I might design a box that has a 5000 volt power supply inside. I was thinking that I could have a warning LED (or two independent ones, for redundancy) that indicate that HV is present. It could be inside, shining through an overlay on the top cover, so it's visible with the cover on or off.
So, how do I drive an LED pretty bright, from 5KV down to the officially safe level of 48 volts?
Clearly a resistor won't work very well, with a 100:1 voltage range. Even 1 mA at 5 KV is 5 watts dissipation.
One could charge a cap through a biggish resistor and, when it hits maybe 30 volts, discharge it into the LED and get a flash. Rate would be about proportional to voltage. But it's still just as efficient as a simple resistor:
2.5 volts of LED drop from a 5KV supply is 0.05% efficient no matter how you time slice it.So I need a more efficient 5KV-to-LED circuit (or 48V-to-LED), some sort of switcher. It needs to be low power dissipation, small, and preferably made from standard surface-mount parts. Maybe charge that cap to 30-ish volts through a resistor, but dump it into the LED with some efficiency, to make a bright flash, Still messy.

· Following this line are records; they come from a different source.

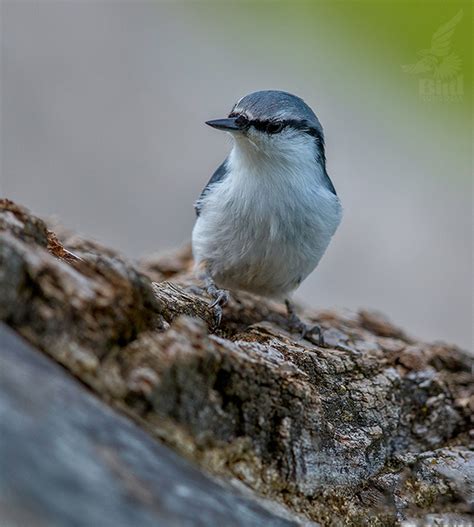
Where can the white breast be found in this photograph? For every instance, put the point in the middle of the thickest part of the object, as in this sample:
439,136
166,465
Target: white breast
265,227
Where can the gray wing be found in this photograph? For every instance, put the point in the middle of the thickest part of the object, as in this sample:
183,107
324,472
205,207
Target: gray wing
218,175
328,183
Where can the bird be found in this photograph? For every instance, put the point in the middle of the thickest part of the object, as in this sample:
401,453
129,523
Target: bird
439,61
269,211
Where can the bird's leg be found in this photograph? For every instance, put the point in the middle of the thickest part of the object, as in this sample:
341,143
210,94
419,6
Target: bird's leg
220,297
296,325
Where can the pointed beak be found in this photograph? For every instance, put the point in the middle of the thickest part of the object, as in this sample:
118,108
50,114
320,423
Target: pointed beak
228,125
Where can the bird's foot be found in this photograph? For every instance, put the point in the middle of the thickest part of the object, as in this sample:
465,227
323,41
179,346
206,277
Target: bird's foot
220,298
312,333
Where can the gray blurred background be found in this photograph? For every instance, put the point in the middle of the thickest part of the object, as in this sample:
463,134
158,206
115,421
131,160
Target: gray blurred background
103,105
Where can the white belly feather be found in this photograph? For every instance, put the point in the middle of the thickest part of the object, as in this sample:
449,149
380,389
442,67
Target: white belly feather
265,234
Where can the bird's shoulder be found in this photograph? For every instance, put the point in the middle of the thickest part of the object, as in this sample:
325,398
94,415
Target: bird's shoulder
218,175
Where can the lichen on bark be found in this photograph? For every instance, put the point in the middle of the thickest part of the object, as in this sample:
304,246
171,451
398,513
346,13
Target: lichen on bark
375,427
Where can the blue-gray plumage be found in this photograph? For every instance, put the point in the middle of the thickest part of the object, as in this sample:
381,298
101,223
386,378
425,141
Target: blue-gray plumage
268,213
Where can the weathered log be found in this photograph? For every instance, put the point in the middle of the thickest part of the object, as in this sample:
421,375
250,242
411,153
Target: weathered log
372,428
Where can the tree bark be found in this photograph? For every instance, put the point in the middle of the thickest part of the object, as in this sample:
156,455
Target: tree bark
374,428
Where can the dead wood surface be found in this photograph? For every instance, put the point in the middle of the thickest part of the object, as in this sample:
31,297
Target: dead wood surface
374,428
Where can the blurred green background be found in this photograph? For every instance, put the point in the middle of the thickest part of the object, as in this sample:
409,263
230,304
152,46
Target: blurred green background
103,105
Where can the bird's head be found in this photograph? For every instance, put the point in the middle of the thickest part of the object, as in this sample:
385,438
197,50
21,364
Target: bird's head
273,124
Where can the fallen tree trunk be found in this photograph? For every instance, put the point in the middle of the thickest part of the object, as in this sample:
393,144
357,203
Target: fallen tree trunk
372,428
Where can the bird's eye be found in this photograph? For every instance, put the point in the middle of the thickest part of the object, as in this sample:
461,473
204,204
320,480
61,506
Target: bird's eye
274,127
242,121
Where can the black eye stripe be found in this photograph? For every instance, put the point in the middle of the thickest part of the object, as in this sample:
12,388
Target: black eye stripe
273,127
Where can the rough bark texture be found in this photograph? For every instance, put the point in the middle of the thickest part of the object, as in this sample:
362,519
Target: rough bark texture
372,429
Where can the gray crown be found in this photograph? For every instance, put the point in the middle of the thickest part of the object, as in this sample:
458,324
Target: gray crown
274,104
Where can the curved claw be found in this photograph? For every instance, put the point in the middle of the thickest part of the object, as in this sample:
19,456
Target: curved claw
221,298
217,315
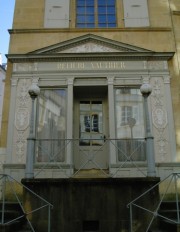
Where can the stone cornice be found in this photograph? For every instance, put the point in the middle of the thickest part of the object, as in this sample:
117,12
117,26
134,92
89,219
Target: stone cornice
90,56
88,30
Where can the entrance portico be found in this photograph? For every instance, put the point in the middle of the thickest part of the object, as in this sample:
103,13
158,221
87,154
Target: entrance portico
89,92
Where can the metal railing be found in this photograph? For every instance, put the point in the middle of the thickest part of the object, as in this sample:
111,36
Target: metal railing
10,194
53,152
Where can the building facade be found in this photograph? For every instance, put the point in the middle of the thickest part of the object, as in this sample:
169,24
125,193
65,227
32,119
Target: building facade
89,59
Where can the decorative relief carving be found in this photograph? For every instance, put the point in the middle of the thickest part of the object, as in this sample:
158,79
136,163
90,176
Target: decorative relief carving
22,115
159,118
156,65
20,146
23,96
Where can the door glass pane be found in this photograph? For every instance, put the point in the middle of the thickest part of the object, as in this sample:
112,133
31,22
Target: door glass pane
51,126
91,123
84,124
130,124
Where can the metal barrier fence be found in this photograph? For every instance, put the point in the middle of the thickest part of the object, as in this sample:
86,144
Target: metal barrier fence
169,213
12,192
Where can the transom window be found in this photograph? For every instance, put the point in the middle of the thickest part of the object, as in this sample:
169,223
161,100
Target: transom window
95,13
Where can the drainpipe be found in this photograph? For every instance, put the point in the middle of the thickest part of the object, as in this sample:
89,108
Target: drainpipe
146,90
29,173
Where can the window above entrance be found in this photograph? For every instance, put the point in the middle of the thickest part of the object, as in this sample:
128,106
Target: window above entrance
95,13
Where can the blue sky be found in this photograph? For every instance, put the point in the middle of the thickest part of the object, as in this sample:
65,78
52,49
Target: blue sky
6,19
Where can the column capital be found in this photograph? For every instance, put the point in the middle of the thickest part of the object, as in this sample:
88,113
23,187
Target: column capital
145,79
166,79
70,81
110,80
14,81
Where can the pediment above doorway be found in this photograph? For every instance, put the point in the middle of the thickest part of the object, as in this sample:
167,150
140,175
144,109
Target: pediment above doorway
90,47
90,44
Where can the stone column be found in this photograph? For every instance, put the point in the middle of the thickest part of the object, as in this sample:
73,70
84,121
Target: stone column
112,131
171,129
69,158
11,119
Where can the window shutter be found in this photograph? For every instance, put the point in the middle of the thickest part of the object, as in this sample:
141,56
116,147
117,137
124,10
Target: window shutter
136,13
56,14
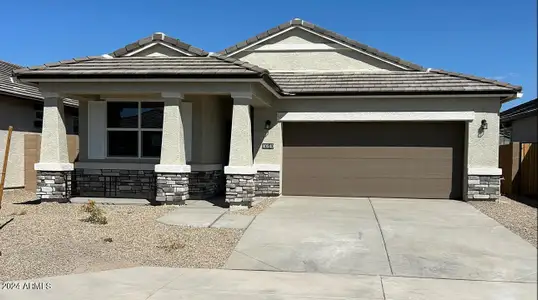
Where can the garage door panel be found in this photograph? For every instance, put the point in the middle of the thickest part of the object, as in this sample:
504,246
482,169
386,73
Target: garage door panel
365,168
368,152
424,160
372,187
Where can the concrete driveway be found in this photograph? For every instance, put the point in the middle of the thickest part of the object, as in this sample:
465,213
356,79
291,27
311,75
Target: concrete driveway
394,237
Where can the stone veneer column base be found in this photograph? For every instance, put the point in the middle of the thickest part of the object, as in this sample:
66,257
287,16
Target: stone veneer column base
206,184
483,187
240,190
53,185
172,188
267,183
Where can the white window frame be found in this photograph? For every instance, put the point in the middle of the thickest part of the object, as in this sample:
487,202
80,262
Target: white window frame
138,129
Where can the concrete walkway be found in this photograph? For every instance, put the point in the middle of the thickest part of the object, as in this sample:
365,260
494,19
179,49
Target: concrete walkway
147,283
393,237
201,213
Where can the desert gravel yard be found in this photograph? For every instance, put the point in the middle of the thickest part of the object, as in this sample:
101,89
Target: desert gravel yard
50,239
520,218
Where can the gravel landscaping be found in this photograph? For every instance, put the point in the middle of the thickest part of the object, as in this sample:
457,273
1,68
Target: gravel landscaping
50,239
518,217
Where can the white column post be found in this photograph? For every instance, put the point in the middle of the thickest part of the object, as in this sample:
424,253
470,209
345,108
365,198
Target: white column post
173,151
53,153
240,172
172,171
53,168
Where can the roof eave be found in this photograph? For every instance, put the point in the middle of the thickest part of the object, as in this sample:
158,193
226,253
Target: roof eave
493,93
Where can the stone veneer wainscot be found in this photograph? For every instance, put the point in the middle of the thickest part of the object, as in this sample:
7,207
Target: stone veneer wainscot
483,187
130,183
240,189
53,185
267,183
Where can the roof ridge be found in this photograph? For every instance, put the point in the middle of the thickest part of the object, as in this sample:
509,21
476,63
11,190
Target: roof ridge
310,26
239,62
158,37
517,88
59,63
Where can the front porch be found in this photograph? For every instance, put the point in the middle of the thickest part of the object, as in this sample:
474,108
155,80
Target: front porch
198,142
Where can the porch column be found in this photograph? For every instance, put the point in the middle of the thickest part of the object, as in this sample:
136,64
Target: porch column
240,171
53,169
172,171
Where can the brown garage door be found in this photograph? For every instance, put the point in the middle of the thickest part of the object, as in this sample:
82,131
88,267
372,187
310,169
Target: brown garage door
389,159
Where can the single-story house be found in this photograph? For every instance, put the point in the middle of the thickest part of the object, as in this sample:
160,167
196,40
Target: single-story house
21,106
295,110
520,123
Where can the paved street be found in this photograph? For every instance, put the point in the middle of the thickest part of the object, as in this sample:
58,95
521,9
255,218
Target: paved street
146,283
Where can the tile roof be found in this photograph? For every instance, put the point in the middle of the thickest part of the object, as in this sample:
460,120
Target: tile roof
18,89
386,82
338,37
529,108
162,38
97,66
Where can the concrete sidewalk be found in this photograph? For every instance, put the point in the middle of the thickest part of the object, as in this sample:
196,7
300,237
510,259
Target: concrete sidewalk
148,283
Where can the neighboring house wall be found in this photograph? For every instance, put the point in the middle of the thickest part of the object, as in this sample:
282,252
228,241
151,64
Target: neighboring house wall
299,50
484,108
21,114
525,130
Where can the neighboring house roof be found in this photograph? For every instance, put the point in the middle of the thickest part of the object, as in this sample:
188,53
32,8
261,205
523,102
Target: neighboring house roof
17,89
161,38
529,108
7,86
381,82
324,32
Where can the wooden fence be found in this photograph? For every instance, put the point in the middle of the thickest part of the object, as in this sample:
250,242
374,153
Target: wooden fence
519,163
32,144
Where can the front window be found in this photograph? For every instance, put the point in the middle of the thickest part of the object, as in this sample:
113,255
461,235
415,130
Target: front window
134,129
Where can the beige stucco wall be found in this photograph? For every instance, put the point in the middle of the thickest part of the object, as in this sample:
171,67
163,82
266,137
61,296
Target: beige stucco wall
19,113
334,57
207,124
525,130
482,149
261,135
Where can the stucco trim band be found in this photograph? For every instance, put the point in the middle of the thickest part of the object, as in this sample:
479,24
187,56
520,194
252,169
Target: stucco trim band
484,171
376,116
53,167
245,170
206,167
118,166
172,168
267,167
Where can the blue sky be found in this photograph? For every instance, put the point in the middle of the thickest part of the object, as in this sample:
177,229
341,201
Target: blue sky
495,39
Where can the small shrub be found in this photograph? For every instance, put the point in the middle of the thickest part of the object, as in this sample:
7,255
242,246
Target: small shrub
89,207
171,245
19,213
97,215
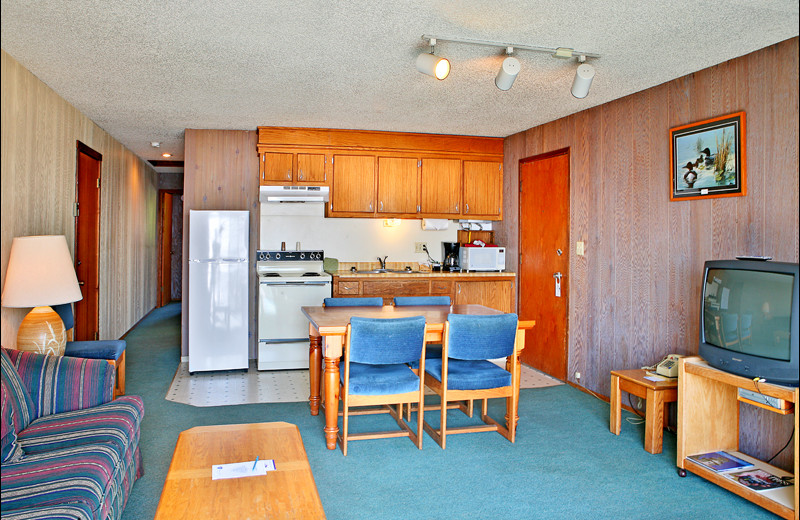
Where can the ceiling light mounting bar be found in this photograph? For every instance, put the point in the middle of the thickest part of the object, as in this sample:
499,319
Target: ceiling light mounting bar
560,52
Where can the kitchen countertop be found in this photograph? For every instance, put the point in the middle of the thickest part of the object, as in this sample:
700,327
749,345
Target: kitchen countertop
427,274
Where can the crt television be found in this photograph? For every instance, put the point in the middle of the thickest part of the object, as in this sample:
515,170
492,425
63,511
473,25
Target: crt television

I've used depletion fets into LEDs as cap-charge indicators. They are cool, constant-current, constant rate discharge into the LED all the way down to about
5 volts, where the LED winks out. But a depletion fet string good for 5KV would get ugly, and efficiency is still 0.05%.I could use a neon relaxation oscillator, but I don't trust neons, and they wouldn't work at 48 volts.
Maybe something with a lithium battery or supercap in it. Ditto messy.